Some hours later, he woke again, to the sound of Chris lighting the first cigarette of the day. Richard sat up and they said their ‘Good mornings’, Chris throwing the packet of West over to him.

“Oh, not sure I can, not first thing. Pretty rough, these.”

“Yeah, real eastern. Pure propaganda. Call it ‘West’ and make it gross, thus associating all things western with nausea and death. Very subtle. How do you feel ?”

“Not too bad. I’ll be better after a sh …”

“You going to say ‘shower’ or ‘shit’ ? “

“Either. But … so what do you do for … ?”

“Ablutions ? As best I can. Oh, one more thing … no hot water in the kitchen.”

“So we boil pots ?”

“Yes. If I had any. I’ve got a kind of large mug come small saucepan and the kettle. You’ve seen the toilet ?”

“Yeah, I meant to ask about that … what’s the situation. I mean … it’s kind of … a ledge ?”

“The plateau. Don’t mention that in the tourist brochures. It’s for examination of … you know.”

“No, I really don’t.”

“Haha. You will.”

Chris had to go to work later that day to pick up some wages and give in his proposed schedule for the next days, so Richard went with him, catching the Strassebahn from Bersarinplatz up to where it terminated, all along Danziger Strasse and past the main intersection with Prenzlauer Berg’s Schonhauser Allee. From there, it was a short walk along a deserted and empty Bernauer Strasse, turning off into some side streets to get to the studio.

They walked to the staff room, where Chris made two coffees and said hello to two or three people. Everyone was very casual and relaxed, dressed unlike anything Richard imagined office staff would wear. There was a mixture of accents, but all conversations were in English. Suddenly, Chris’s face lit up.

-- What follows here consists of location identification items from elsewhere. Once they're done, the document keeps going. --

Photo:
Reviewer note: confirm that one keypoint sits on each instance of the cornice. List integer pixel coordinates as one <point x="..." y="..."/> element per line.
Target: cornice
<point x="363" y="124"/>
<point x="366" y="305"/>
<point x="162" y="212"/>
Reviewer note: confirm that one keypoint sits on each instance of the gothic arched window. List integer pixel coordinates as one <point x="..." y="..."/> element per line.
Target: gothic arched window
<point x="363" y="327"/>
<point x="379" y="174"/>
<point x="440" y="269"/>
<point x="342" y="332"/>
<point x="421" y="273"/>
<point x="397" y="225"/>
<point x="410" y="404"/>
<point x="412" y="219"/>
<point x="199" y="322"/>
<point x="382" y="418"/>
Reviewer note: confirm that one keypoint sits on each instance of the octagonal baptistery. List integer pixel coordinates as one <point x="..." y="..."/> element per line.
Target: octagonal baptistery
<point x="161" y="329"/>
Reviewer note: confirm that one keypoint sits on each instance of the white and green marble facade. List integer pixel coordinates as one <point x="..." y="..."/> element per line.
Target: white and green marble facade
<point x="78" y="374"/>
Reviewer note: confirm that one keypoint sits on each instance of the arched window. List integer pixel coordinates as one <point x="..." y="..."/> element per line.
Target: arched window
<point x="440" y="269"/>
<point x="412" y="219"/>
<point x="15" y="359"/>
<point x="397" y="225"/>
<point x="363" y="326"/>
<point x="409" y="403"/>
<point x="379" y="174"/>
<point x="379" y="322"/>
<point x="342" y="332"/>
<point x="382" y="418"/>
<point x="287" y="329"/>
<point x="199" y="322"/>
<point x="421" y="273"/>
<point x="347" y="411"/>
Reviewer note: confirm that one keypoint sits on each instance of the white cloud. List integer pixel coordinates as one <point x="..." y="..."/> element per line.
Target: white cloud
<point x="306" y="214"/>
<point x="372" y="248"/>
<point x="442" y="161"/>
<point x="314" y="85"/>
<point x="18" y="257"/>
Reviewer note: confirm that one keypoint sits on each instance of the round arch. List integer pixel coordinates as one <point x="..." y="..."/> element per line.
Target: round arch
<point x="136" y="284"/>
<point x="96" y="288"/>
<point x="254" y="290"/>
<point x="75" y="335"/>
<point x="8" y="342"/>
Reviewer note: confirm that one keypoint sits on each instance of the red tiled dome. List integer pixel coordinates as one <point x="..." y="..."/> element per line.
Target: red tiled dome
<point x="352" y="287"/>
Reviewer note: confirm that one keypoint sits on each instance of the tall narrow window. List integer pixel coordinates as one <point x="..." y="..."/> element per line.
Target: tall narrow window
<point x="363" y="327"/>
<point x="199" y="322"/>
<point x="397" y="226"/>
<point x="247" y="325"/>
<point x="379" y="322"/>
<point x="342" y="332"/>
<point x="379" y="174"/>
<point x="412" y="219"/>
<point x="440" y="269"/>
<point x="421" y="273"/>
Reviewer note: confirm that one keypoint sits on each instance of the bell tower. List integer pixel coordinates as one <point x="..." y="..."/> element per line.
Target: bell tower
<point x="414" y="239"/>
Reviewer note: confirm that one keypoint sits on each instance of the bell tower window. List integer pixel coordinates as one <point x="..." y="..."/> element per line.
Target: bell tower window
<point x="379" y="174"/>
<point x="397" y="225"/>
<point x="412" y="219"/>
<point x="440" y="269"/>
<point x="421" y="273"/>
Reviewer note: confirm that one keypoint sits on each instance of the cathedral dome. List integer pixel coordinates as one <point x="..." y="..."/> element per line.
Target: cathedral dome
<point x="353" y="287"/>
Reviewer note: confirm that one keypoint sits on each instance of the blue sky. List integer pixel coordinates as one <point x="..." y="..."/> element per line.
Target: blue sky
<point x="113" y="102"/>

A girl of medium height in a loose fitting top and tight jeans shuffled into the room.

“Claudia ! Hey !”

“Oh, hello. I thought you were having a friend over ?”

“I am … he’s over there. Richard, this is Claudia.”

She barely glanced over then went back to Chris, making some small talk and in-jokes about work.

“You know Simon, don’t you ?” She pointed to a tall, well-built young man sitting opposite, who had been speaking with a slight upper-class accent to some of the other staff. He looked up, raised a hand and carried on talking. Richard picked up on the relationship between Claudia and Chris; Chris would try to make jokes, make her laugh, and she would talk down to him, like a slightly simple sibling. He chose to keep this realisation to himself.

After Chris had collected his money and wrote out his schedule, they left and walked to the nearest U Bahn and from there to Alex, where they again walked around, drank a bit, then drank a bit more.

The evening was spent in Cafe Kinski, with Philipp working. This time, the atmosphere was different, Philipp being quiet and withdrawn almost to the point of autism, choosing not to make eye contact or any banter with most customers, just filling the drink orders and barking out the price.

It was a busier night, louder music, as Philipp was very fond of Rage Against The Machine, played loudly. A heated pool game was also in progress.

Once again, they were among the last to leave, but as Philipp tended to close early, they regrettably found themselves vaguely sober, and so decided to walk around.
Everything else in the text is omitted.